Testbed Usage Data Repository
Anonymization
- Textual identifiers (project pid, user uid, experiment eid, OS) are anonymized using a positional, two-pass, case-insensitive anonymization.
This means that we do one pass through the data to collect all the identifiers that we want to anonymize and place them in each of the four categories (pid, uid, eid, OS) that we want to anonymize. Identifiers are used as keys for a dictionary, and are made case-insensitive in the process.
The entries in the dictionary are assigned numbers 1, 2, 3, etc. This dictionary is used in the second pass to anonymize all the
identifiers.
- Anonymization is consistent across files, e.g. pid X will be mapped to number Y in every file we released.
- Anonymization is done within a category. Thus pid X may be mapped to number Y, but eid X (same name) will be mapped to number Z. Eid X in two different projects will be mapped to the same number Z.
- The way that OS images were identified in .top and .ptop files changed in early 2008 from pid-textName to numerical identifiers. Thus one could have pre-2008 OS projName-RedHat and post-2008 OS 1001 refer to the same OS image. We anonymize the pid part of the OS names the same way that we anonymize pid data in any other file. We apply separate positional anonymization to the second, textual part of OS name. When OS names changed to numerical identifiers in our data we stopped applying anonymization to them - this data carries original numbers.
- In user topology files (.top) node names are all mapped into 'nodeX' namespace where X is a number.
Similarly lan names are mapped into 'lanX' namespace.
Table of Contents
- DB folder contains anonymized results of SQL queries ran on DeterLab's control server's database.
- categories file maps each anonymized pid into a category. Internal projects are those that focus on monitoring and innovating for DeterLab. Class projects are those that use DeterLab to assign homeworks or projects to students. The rest are research projects and are further categorized into several security fields.
- eventsall file lists the details of each testbed event that was recorded in the database. This is a join of multiple tables in the database, hence some fields will be NULL. The start_time is the time of the event as Epoch time. The exptidx is the unique numerical identifier of an experiment and is not anonymized - if an experiment is destroyed and its name is reused within the same project, this would produce two experiments with the same eid but different exptidx. The anonymized eid, pid and uid identify the experiment, project and user that caused the event. The state field shows if the experiment is swapped (currently doesn't hold resources), active (currently holds resources), new (never swapped in) or destroyed (NULL value) - this helps us identify inconsistencies when the database failed to record the swapout event for some experiments. The pnodes field shows the number of physical nodes the event affected - this number may not be entirelly correct in presence of delay nodes in the topology. The action field shows the type of the event - new (creating the experiment), preload (same as new), swapin (acquire resources), swapout (return resources), swapmod (modify experiment), destroy (delete experiment). The swapout_time is the last swapout time recorded in the database for the experiment and it helps further identify and fix DB inconsistencies. The exitcode is 0 on success and 1 on failure. Note that some experiment manipulation errors will show in the error log but will not generate an event in the database with exitcode=1 and vice versa.

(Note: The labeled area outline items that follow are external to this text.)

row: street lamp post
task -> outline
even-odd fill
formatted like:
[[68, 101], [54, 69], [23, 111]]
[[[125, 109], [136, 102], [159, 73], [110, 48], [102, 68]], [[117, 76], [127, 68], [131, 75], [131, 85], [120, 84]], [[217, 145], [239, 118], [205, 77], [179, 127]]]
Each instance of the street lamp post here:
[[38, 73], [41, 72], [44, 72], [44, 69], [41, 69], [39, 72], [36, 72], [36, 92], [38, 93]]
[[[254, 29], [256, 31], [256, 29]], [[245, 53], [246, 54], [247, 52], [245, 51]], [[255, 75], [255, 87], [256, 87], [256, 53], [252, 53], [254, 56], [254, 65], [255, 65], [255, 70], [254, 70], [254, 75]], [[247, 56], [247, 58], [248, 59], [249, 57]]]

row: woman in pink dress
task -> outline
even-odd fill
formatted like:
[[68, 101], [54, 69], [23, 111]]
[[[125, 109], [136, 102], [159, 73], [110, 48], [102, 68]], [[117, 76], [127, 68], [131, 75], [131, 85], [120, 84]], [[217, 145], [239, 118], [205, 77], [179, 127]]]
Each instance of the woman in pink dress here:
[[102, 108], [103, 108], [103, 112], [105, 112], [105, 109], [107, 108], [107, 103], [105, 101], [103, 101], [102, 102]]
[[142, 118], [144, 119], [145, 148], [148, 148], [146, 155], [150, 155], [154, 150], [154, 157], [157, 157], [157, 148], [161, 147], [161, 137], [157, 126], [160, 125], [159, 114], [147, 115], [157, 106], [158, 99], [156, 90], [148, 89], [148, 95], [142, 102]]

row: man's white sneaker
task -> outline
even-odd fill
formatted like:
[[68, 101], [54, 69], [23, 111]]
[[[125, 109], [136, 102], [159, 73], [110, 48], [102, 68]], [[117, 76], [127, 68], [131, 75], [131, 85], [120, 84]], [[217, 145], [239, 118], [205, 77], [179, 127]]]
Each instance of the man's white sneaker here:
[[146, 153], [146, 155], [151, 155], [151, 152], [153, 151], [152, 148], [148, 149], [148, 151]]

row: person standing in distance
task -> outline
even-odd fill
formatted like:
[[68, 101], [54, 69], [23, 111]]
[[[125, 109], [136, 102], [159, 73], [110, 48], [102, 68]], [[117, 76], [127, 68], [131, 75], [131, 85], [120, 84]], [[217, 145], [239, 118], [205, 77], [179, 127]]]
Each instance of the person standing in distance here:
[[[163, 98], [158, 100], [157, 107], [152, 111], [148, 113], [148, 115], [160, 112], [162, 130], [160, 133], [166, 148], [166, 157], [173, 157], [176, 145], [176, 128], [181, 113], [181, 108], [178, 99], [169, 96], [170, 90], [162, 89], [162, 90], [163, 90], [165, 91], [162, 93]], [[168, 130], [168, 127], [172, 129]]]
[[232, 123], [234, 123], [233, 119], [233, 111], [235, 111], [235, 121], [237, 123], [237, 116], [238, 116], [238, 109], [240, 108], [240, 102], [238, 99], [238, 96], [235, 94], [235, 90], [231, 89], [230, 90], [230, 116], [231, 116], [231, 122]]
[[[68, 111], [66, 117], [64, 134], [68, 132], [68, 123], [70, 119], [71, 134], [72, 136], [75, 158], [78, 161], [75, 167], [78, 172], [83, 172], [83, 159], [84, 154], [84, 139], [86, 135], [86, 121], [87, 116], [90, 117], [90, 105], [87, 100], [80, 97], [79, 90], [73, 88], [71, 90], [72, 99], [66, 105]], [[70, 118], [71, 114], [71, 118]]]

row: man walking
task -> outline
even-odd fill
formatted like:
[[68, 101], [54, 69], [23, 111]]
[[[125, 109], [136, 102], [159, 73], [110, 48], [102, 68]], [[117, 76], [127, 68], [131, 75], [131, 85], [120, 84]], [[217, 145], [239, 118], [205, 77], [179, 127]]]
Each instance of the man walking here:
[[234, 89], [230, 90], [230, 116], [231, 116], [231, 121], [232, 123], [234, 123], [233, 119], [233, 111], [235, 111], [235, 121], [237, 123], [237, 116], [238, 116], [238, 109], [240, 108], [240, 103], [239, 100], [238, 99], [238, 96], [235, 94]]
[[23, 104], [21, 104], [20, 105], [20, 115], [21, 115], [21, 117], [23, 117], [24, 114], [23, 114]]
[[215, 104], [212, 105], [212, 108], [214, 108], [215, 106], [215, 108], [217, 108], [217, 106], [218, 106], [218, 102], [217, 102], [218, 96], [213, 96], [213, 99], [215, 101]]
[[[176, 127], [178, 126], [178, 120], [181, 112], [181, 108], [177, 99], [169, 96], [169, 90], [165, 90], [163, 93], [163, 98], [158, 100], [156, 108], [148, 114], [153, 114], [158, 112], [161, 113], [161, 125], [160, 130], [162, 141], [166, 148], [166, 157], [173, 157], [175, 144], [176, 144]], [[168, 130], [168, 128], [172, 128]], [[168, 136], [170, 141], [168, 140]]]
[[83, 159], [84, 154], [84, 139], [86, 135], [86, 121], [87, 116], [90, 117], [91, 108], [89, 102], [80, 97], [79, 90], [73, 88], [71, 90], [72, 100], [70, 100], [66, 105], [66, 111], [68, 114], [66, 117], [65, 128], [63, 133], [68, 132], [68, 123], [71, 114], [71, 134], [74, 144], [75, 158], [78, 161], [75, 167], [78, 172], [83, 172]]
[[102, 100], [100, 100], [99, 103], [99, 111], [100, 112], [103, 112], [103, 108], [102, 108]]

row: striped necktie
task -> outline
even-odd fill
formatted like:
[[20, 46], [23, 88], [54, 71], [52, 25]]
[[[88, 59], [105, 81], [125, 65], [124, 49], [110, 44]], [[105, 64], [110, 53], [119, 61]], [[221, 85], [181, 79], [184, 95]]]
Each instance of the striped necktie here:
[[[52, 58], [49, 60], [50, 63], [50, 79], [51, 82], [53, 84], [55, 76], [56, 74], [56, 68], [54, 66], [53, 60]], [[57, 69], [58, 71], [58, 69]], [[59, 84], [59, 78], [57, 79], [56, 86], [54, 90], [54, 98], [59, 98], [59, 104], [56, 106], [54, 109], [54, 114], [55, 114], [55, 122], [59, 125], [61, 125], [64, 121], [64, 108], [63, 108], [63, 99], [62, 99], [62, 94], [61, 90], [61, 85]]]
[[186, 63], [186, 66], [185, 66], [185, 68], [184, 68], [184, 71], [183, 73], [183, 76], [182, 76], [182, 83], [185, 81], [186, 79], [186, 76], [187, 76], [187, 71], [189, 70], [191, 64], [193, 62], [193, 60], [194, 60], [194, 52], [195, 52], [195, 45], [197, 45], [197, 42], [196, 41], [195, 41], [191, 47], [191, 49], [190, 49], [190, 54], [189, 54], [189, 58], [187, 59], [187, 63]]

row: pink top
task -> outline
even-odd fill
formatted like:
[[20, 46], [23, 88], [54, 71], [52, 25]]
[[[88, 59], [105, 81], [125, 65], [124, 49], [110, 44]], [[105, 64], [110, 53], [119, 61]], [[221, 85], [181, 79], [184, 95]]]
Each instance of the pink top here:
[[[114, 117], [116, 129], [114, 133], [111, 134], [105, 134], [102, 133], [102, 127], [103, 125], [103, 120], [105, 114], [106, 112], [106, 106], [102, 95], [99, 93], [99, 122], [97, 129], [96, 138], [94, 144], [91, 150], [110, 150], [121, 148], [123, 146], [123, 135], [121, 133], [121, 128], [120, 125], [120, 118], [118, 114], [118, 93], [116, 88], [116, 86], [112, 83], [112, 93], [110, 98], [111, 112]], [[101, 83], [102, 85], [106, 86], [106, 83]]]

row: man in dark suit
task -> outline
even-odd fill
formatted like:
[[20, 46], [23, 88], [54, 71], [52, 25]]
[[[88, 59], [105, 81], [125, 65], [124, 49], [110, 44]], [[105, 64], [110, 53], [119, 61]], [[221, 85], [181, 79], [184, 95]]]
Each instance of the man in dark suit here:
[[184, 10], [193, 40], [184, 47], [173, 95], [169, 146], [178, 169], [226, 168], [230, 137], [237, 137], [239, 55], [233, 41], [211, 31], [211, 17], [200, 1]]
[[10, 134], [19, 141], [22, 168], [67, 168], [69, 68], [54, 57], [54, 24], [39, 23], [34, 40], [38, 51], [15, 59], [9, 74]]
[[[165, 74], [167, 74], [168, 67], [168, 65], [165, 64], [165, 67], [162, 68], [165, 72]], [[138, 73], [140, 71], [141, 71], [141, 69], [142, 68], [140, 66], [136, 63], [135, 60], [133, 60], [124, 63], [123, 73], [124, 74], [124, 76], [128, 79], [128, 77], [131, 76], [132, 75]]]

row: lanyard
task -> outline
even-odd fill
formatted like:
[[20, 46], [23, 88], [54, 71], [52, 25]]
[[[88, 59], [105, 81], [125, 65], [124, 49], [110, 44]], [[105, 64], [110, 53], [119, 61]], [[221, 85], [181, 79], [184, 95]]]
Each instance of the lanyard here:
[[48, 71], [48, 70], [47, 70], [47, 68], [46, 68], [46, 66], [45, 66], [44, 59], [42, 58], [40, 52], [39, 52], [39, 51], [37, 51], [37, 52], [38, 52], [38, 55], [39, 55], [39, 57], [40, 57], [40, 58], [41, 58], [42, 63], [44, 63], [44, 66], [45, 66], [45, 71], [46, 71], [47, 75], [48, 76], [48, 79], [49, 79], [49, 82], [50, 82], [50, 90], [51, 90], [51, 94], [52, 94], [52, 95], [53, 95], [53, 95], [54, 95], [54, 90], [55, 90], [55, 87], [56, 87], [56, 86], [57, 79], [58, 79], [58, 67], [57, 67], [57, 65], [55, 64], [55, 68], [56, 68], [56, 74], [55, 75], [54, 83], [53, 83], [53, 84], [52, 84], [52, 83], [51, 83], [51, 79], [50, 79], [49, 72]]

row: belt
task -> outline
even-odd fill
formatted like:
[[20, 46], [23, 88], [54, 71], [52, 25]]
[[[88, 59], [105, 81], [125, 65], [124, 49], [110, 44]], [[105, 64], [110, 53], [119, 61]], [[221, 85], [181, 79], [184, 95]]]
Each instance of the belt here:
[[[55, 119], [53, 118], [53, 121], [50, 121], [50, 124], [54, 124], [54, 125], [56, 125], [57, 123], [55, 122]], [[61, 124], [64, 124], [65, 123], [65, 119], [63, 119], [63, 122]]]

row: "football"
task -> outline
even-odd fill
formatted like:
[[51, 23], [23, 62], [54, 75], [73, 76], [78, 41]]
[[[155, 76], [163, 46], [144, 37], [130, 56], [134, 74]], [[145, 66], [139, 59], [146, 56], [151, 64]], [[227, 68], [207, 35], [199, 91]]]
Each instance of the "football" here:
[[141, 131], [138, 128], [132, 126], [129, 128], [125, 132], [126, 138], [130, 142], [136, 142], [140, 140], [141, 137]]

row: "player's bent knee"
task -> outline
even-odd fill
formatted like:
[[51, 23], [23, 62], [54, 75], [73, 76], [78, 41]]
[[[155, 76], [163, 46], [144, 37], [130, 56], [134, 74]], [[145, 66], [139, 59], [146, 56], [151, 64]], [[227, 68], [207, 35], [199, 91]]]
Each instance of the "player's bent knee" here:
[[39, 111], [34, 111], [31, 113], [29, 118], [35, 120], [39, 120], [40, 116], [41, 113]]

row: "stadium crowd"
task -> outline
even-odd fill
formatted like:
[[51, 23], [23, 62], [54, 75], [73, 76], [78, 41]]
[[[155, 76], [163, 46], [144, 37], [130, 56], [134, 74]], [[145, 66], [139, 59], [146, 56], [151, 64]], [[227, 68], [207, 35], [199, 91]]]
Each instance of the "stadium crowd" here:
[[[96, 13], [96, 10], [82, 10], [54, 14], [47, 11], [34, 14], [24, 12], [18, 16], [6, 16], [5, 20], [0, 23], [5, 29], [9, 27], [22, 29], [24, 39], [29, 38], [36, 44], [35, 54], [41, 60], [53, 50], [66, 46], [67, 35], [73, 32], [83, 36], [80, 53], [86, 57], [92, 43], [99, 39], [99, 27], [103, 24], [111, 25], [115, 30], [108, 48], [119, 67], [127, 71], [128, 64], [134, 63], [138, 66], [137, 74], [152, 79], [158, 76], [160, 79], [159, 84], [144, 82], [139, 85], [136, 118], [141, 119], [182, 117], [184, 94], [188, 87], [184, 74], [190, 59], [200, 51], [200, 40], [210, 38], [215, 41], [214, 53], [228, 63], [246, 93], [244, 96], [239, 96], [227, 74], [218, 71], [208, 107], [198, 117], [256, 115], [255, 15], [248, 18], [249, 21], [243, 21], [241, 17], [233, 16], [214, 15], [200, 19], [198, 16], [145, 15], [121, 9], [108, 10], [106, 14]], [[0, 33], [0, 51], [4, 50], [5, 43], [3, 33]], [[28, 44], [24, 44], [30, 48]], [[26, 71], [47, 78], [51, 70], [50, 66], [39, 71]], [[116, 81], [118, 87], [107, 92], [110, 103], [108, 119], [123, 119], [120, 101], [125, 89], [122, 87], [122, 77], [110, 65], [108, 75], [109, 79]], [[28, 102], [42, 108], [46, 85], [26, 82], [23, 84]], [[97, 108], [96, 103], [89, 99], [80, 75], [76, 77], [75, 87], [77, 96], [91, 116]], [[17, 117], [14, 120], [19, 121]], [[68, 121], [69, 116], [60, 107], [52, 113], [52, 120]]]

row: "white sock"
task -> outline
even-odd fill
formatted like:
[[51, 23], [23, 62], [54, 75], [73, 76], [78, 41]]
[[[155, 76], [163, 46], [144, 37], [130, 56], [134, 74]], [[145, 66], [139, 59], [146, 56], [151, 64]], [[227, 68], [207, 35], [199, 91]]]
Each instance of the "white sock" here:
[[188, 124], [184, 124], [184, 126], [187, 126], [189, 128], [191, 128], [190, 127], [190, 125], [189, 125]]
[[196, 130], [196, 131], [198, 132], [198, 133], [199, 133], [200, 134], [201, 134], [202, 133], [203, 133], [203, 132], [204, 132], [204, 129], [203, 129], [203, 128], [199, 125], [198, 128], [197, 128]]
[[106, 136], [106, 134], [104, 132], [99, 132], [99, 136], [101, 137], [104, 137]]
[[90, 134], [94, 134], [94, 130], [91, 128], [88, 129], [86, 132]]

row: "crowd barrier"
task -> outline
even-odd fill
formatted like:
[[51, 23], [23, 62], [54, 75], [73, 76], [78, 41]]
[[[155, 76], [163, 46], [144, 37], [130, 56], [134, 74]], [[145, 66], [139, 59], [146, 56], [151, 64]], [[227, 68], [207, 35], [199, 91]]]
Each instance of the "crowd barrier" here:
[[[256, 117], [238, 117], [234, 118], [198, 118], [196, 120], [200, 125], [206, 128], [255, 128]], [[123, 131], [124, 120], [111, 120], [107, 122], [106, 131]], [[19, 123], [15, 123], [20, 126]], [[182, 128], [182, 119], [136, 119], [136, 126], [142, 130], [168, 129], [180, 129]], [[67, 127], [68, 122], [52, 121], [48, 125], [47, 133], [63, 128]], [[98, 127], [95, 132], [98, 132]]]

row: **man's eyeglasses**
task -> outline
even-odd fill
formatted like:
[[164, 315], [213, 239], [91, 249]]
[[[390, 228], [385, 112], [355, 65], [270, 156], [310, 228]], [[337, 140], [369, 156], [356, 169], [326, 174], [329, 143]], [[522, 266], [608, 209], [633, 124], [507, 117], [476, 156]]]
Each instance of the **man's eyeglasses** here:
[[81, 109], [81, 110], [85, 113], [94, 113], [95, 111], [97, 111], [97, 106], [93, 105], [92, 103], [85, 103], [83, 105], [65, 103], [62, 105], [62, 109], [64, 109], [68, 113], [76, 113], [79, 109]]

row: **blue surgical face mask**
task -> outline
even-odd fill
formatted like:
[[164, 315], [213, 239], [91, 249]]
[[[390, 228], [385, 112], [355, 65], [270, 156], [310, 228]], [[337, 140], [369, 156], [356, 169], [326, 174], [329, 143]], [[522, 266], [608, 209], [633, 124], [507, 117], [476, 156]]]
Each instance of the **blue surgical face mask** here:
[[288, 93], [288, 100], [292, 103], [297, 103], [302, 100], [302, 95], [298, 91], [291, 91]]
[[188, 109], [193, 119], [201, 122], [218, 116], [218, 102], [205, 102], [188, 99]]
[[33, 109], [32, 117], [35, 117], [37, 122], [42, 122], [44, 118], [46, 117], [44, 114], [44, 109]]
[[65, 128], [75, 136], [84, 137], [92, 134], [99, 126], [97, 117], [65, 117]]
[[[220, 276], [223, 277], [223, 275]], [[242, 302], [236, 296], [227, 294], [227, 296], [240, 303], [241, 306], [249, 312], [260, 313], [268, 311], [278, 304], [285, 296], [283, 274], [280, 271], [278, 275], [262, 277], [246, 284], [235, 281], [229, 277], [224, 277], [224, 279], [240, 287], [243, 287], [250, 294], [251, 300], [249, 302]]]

- members file maps each anonymized uid with an anonymized pid that he/she belongs to. A user may belong to multiple projects. Column trust shows if a user is the project's creator (project_root), a trusted member (group_root - can do everything a project_root can, local_root - has sudo privileges on experiments) or ordinary user with no sudo privileges (user). The created field shows when the user became the member of a given project in a given role.
- users file lists the anonymized uid, the state, country and registration time for each DeterLab's user.
- FS folder contains anonymized and summarized .top and .ptop files. The .top files describe user-desired topology for an experiment and .ptop files describe the state of the testbed at a given time.
- topdetails.txt file contains summaries for each .top file stored on the DeterLab's control node. The summary is a human-friendly version of the original .top format. Each summary starts with LABEL followed by the anonymized .top name and the Epoch time when it was created. The .top name is in the format '/usr/testbed/expinfo/pid-eid.exptidx/pid-eid-unique_number.[top|vtop]'. Then it uses keyword FIX for fixed node mappings vnode to pnode. We anonymize vnode names but leave pnode names intact. There could be multiple FIX directives. Keyword CLASS defines a new type of nodes vclass followed by several hardware types that make this vclass. This pretty much means that user wants nodes of any of the listed types and will call this new type vclass. Keyword TYPE is used to list the node type requested and any anonymized OS requests, and non-anonymized feature requests. This is followed by the number of nodes requested and their anonymized names. There could be multiple TYPE lines in one .top file. Finally links are listed by first listing the anonymized node name, keyword links and how many links it has. The next line then gives for each link the names of two nodes that are connected and the bandwidth in bps. Some links may be 'emulated' and this is noted after their bandwidth spec - for more information about emulated links see Multiplexed Links. Each .top summary ends with keyword DONE.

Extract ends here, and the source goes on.